DNS hygiene dominates. Almost every organization has at least one apex without SPF, with a broken DMARC selector, or with a lame delegation on a subdomain nobody owns anymore. These aren't zero-days, but they enable phishing campaigns downstream and they're the easiest things for an analyst to validate and report. The bounty-eligibility filter rescues them from drowning in reputation noise.

Subdomain takeover candidates are the inverse: rare but immediately actionable. The detector chases each hostname's terminal CNAME, probes the apex over HTTPS, and matches the response body against a fingerprint table — the unmistakable "NoSuchBucket" body from S3, the "There isn't a GitHub Pages site here" string, the Heroku no-such-app page, a dozen more. When one fires, it fires with confidence.

Lookalike registrations with mail records configured are near-certain phishing precursors. Without mail records, they're typosquat-for-resale and lower priority. The pipeline emits both and lets the dashboard sort.

What Dogfooding Showed

The darknetian zone produced exactly what I expected: missing SPF on a domain that doesn't send mail, a lame delegation on a www. subdomain that's been redirecting for years, no takeover candidates (the homelab is small and quiet), and a small set of typosquat registrations the lookalike service had been accumulating without anyone looking at them.

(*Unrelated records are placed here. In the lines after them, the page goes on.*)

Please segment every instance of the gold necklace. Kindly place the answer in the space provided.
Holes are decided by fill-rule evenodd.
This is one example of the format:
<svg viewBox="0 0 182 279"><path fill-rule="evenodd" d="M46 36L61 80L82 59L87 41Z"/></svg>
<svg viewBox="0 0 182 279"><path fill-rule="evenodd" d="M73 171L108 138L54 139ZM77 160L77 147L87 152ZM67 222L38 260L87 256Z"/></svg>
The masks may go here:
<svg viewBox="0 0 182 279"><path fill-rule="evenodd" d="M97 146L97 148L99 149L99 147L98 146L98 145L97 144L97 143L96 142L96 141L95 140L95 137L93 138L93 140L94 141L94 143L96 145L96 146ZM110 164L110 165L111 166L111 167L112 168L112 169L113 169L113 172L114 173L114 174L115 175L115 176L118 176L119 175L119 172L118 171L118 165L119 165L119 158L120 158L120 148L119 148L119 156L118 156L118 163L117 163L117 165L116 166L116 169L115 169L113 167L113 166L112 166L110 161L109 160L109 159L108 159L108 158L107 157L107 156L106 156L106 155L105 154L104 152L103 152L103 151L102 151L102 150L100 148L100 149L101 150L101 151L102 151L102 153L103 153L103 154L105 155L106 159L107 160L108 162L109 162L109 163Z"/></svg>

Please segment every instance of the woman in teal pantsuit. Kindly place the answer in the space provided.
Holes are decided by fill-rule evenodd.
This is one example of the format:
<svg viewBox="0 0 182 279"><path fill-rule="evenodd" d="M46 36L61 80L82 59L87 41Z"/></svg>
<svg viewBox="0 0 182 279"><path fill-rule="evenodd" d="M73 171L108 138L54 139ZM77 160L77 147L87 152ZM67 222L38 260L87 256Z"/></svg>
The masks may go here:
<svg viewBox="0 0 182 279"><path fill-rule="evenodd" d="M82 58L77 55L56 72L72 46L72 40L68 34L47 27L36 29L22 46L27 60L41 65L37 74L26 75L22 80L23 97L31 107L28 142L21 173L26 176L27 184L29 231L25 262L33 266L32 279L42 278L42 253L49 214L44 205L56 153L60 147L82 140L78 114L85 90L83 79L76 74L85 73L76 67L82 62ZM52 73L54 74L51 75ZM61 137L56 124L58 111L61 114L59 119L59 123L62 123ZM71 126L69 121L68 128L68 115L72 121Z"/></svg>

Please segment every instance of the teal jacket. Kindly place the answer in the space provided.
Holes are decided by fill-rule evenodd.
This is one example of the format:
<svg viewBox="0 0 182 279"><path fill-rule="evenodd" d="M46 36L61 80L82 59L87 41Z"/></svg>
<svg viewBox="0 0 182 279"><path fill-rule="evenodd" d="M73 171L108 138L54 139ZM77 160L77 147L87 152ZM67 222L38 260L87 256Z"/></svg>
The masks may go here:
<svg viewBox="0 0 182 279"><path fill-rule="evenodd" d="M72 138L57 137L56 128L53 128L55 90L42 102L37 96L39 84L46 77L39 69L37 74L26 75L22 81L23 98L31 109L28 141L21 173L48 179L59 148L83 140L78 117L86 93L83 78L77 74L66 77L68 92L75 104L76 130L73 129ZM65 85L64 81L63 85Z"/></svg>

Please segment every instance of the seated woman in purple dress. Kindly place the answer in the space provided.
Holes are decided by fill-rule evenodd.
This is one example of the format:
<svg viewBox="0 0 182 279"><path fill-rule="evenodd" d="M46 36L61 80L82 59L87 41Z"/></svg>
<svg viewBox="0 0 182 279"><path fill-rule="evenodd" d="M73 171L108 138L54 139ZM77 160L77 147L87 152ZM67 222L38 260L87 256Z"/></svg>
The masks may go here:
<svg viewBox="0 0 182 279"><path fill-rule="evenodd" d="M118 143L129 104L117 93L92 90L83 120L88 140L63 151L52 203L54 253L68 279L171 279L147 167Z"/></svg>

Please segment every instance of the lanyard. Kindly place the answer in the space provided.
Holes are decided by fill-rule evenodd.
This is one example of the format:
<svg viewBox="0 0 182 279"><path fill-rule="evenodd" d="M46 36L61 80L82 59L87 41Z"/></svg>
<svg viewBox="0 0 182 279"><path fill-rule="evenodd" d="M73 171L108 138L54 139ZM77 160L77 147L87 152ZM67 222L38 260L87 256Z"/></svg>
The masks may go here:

Nothing dramatic. The point wasn't drama; the point was that the dashboard's claims about my zone matched what I knew about my zone. That's the credibility test the rest of the dataset needs to clear, and it does.

The scanner runs at 03:00 and the Bounty page is the first thing I read. Here's the honest part: almost none of my actual roster runs a public program, so most mornings the verdict is "nobody's paying for this one" — which is its own kind of finding. But I've watched the same tag and the same queue turn into real payouts for people pointing it at the right targets. The pipeline doesn't make the money. It just tells you, before coffee, exactly where the money would be.